According to Rennie, the Camiro Micro Bolter isn’t about increasing productivity.
“This machine is not as productive as two guys with jacklegs on a muckpile. It’s about safety, fatigue and giving the guys the right tool for the job.”
Hinton couldn’t agree more, pointing out that jacklegs expose miners to falling ground and are linked to white hand syndrome, or Raynaud’s disease, which is caused by the constant vibration of the hand-held drills.
“It’s a young man’s sport,” he said. “Once you get a little older, you find out how much it takes out of you. It’s very demanding.”
The Camiro Micro Bolter is an electric-hydraulic unit on crawlers. “It looks more like an in-the-hole crawler unit with a funny kind of folding table on the front and a boom that has quite a bit of dexterity to it,” said Rennie. “It’s not a mobile piece of equipment. It has to be put on a skid or towed from level to level, but it does move on its own when plugged into a 600-volt grid.”

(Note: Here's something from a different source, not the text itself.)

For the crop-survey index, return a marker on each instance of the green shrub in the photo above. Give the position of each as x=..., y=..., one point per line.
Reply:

The bolter has a comfortable chair, but is also equipped with wireless remote controls, allowing the operator to stand beside it.
“It’s not hands-off by any means, said Rennie. “There is still some labour required to change the steel when you’re in a very low back, and you have to handle the screen and bolts.
“In a nine-foot back, you can put in a six-foot rebar or bolt. In an eight-foot back, you have to drill a four-foot hole, and change to a six-foot steel to finish the job. I don’t know of any other machine that allows you to put in a six-foot bolt in that low a back.”
The design allows the operator to handle screen, bolts and steel under protected ground and provides easy access to the back to install screen hooks or resin cartridges without the aid of additional ladders.
The bolter was first tested at the NORCAT experimental mine in Sudbury, but only to fine-tune the unit mechanically. The true test occurred at Vale Inco’s Coleman Mine, where jackleg/stopper miner and jumbo driller Mike Morrison put it through its paces.
“He told us outright that he would treat the machine like he would treat any other machine. He had a very positive attitude and was absolutely phenomenal to work with,” said Rennie. “We’re not equipment operators. We’re engineers, and you can’t put an engineer who has never done that kind of work behind a piece of equipment like that.”
A few design changes will be made as a result of the trial, but according to Rennie, the bolter performed the job as expected and qualifies as a technical success. The next step is to find someone to manufacture it and take it to market.
“Achieving a technical success is fine. It’s thumbs up for me, but it would still be better if it were also a commercial success,” he said. “I’ll work with someone to make it happen and we might even make the first few units, but we’re not in the manufacturing business. Our focus is design and prototyping.”
The market for the micro bolter is limited, but would be of interest to a handful of mines in Northern Ontario, Quebec and Manitoba, said Rennie. Coleman Mine would need several units and Barrick would have an application for it in Nevada. Potential also exists for sales in Mexico, Peru, Brazil and Africa, but “they’d have to get over the cost issue.”